Marcus turned for an instant and threw her a look, with an unspoken command not to mess this up for him.
They entered his apartment, and Penny forced her face to stay neutral. Should she pretend she’d already been here? She made out that she wasn’t surprised at the transformation of what she remembered as having been a dump into a decent apartment – very masculine and lacking in frills, but clean. There was a blue throw on the couch, to cover up the holes. The punch bag Marcus had carried in a few days earlier towered in a corner. The worn wooden floor had recently been swept, and, right under the skylight, a bed had been pushed up against the wall, covered with a light-green duvet. The whole place still reeked of the white emulsion used to freshen up the walls.
The stranger looked at everything carefully, nodding repeatedly and loosening the knot of his tie a little. Finally he sat on the couch and turned to Penny. ‘So, is he behaving himself?’ he asked again. ‘With you, I mean.

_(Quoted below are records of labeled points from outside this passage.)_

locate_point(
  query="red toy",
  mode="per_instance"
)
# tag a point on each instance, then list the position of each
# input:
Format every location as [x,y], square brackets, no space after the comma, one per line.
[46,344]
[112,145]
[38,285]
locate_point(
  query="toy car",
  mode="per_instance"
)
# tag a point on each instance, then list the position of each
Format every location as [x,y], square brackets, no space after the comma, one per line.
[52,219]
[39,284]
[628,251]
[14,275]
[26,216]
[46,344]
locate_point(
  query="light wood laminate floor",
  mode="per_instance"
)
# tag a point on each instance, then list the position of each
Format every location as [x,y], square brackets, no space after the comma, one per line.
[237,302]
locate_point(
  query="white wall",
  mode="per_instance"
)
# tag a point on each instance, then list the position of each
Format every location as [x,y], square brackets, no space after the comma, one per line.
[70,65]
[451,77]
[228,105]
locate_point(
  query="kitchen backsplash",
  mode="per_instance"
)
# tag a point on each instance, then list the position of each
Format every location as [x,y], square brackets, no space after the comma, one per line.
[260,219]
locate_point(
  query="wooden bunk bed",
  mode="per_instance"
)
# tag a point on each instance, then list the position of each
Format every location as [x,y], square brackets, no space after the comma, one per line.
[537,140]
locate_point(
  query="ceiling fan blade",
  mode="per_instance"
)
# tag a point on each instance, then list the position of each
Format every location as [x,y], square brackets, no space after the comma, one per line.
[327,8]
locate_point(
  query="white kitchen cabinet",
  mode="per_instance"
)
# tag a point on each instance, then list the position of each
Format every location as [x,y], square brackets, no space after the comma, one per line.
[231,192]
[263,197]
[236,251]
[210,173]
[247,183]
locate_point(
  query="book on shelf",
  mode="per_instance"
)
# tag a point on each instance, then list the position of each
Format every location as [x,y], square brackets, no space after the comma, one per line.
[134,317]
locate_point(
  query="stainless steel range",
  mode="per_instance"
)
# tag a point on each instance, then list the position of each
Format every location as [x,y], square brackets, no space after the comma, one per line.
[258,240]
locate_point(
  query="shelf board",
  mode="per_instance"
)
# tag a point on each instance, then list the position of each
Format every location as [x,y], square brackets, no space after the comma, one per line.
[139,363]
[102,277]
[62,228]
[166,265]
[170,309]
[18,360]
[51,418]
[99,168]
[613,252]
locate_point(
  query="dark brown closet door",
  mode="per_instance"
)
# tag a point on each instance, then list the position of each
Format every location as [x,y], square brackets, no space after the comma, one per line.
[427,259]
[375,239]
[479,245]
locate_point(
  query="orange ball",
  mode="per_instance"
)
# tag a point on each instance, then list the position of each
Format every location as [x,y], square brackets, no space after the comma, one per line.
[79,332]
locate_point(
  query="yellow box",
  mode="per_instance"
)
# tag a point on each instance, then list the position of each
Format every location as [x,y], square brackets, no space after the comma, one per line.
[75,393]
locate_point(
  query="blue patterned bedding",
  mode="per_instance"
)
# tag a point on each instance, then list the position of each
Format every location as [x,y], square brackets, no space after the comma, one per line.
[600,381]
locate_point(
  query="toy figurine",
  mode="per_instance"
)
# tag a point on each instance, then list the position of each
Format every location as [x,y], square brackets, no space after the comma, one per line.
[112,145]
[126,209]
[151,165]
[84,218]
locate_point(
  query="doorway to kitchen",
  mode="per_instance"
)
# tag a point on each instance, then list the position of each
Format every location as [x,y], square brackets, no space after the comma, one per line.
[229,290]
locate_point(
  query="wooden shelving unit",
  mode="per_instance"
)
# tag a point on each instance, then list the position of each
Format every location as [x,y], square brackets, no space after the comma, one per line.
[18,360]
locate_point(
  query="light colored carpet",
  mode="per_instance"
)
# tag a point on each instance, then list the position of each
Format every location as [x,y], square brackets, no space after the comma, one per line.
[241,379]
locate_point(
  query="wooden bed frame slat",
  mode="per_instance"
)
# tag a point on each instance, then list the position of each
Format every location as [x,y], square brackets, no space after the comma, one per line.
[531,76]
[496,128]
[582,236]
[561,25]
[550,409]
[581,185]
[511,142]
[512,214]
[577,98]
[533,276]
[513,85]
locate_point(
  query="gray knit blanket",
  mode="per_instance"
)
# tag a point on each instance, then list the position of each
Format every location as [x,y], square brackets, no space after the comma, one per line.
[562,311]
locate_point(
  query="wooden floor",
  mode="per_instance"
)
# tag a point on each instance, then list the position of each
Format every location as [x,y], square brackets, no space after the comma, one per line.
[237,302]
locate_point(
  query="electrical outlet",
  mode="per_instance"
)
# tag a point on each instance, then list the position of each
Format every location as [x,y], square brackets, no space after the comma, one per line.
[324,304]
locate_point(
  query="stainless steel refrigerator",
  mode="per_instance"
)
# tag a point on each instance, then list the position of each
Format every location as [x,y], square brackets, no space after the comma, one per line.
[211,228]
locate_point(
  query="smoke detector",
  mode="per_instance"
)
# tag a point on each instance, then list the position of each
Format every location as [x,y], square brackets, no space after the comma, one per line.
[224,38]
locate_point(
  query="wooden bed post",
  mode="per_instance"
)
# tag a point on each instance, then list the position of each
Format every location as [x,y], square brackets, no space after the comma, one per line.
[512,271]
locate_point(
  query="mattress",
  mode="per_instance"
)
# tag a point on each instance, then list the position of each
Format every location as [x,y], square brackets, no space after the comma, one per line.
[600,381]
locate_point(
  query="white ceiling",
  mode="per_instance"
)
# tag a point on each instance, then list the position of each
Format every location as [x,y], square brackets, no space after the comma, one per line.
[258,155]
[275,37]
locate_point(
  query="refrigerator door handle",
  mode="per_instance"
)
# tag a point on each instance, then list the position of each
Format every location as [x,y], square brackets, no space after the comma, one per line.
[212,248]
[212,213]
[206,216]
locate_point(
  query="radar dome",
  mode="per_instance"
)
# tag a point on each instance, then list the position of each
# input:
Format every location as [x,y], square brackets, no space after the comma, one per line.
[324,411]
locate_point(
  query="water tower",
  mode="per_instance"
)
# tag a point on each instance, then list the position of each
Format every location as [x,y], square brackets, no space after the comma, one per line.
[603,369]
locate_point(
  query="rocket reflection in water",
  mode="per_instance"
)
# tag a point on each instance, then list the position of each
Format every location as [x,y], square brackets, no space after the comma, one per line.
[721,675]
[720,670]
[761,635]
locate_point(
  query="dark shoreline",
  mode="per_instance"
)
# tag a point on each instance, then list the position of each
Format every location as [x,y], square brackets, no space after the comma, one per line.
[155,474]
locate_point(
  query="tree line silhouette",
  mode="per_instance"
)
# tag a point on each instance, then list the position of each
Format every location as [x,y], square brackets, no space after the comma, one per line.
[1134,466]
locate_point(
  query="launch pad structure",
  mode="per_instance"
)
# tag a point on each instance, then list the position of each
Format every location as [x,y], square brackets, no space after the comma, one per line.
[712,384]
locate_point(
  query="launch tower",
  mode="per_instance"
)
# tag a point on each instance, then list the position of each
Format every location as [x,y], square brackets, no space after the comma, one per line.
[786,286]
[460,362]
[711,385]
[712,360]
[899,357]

To gauge Marcus’s progress, I need to take a few things into consideration: not only whether he’s employed and sober, but also how he behaves with the people around him, such as his neighbours and his girlfriend.’
Penny swallowed hard, more embarrassed than she’d ever been in her whole life. Marcus stared at her, his polished-steel eyes boring into her, filled with emotions she couldn’t even begin to guess at. Suspicion? Fear? Anger? The man in the suit was also staring at her, with a pinch of apprehension and the air of a parish priest awaiting the confession of his most rebellious believer, whom he nonetheless loved and wanted to save from the fires of eternal damnation. Everyone was waiting for her to speak.
‘Well, as I already told you,’ she said finally, feigning a quiet sincerity, ‘his behaviour is exactly as it should be. He smiles at everyone and he’s an absolute angel with me.’